Na Life, as fotos valiam mais que os textos, e disso nasceu uma publicação única.
São dias de acentuada decadência para a mídia impressa, impotente para concorrer com a internet.
Mas que nos seja permitido recordar seus dias de ouro.
Falemos da Life.
Publicação nenhuma, na história do jornalismo, levou a fotografia tão longe quanto a revista americana Life. Nela, nas palavras de um jornalista que a dirigiu, os repórteres carregavam as sacolas dos fotógrafos – “que não eram leves”.
A Life surgiu em 1936, e retratou majestosamente a escalada dos Estados Unidos rumo à condição de supepotência. Foi uma criação do maior gênio das revistas, Henry Luce, um homem brilhante que ainda na faculdade, ao lado do colega Briton Haden, inventou com sua Time a revista semanal de informações, um gênero que no correr dos anos se tornaria um dos mais pujantes do jornalismo.
A Life publicava fotos no maior tamanho possível, acompanhadas de textos enxutos no máximo limite. A expressão “ensaio fotográfico” foi obra de Luce. A Life foi um sucesso instantâneo. A primeira edição se esgotou assim que a revista chegou às ruas. Não chegara ainda a era da televisão, e o americano via o mundo pela Life no que havia de belo e de miserável.
A Life estampou a histórica foto do beijo espetacular que, na celebração do final da Segunda Guerra, um combatente aplica na Times Square, em Nova York, numa bela (e admiravelmente maleável) mulher. (O autor, o lendário Alfred Eisensteadt, ou Eisie simplesmente, era conhecido pela habilidade em fazer fotos soberbas usando uma só mão.) Também foi a Life que escancarou aos americanos a brutalidade da guerra do Vietnã ao dar uma sequência excruciante de páginas ilustradas com fotos três por quatro em que apareciam lado a lado, com seus rostos jovens e esperançosos, os soldados mortos numa semana. O ensaio comoveu os americanos e teve influência na decisão da Casa Branca de pôr fim à guerra.

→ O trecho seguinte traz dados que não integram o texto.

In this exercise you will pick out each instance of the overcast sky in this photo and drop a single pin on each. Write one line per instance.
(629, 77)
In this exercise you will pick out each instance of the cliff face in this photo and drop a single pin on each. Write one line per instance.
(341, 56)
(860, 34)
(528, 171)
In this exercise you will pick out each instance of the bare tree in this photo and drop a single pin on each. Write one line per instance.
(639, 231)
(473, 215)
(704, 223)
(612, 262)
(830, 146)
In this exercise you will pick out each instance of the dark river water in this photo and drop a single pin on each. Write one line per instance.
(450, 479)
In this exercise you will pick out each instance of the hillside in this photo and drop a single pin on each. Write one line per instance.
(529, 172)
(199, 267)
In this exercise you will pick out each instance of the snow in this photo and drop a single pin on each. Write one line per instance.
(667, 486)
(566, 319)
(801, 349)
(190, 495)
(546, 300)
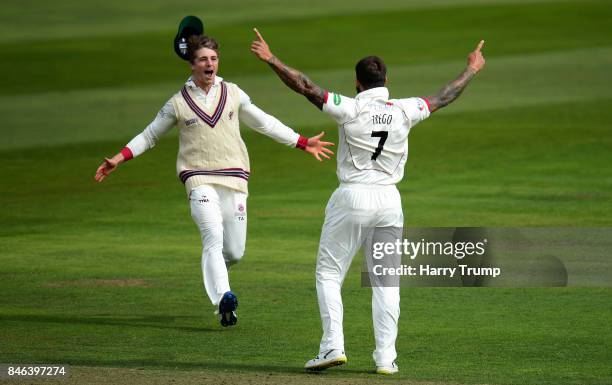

A televisão mataria a Life. O americano passaria a ver o mundo na tevê, e não na Life. Com a tevê veio o culto às celebridades, e em seus últimos anos a Life parecia ter perdido o rumo. Suas páginas passaram a ser ocupadas mais e mais por celebridades, e a frivolidade foi crescendo. Em 1972, a Life fechou.
Mas o que eu queria contar aqui é o primeiro caso de uma série que vou chamar de “Grandes Momentos do Jornalismo”.
A primeira equipe de fotógrafos da Life era composta de três homens e uma mulher, Margaret Bourke-White. Nas palavras de um companheiro dela nos primórdios da Life, Margaret usava tanta luz para fotografar que parecia dizer ao sol que ele não era suficiente. Margaret não era apenas uma fotógrafa brilhante, incansável, aventureira , destemida. Era também uma mulher bonita, chique, sedutora e extremamente ambiciosa.
Margaret foi escalada para cobrir a Segunda Guerra na Europa, ao lado de um colega fotógrafo. Os generais americanos adoravam sua companhia. Margaret saiu com muitos deles, gente poderosa que podia abrir a ela as portas para grandes fotos da guerra.
Não demorou muito e o outro fotógrafo da Life escalado para cobrir a guerra recebeu um telegrama irado do diretor de redação. “O que está acontecendo?”, se queixava o diretor. “A Margaret tem mandado fotos incríveis para nós, muito melhores que as suas.”
O telegrama de resposta do fotógrafo cobrado entraria para a história da Life como o melhor texto não publicado pela revista: “A Margaret tem equipamentos que não tenho.”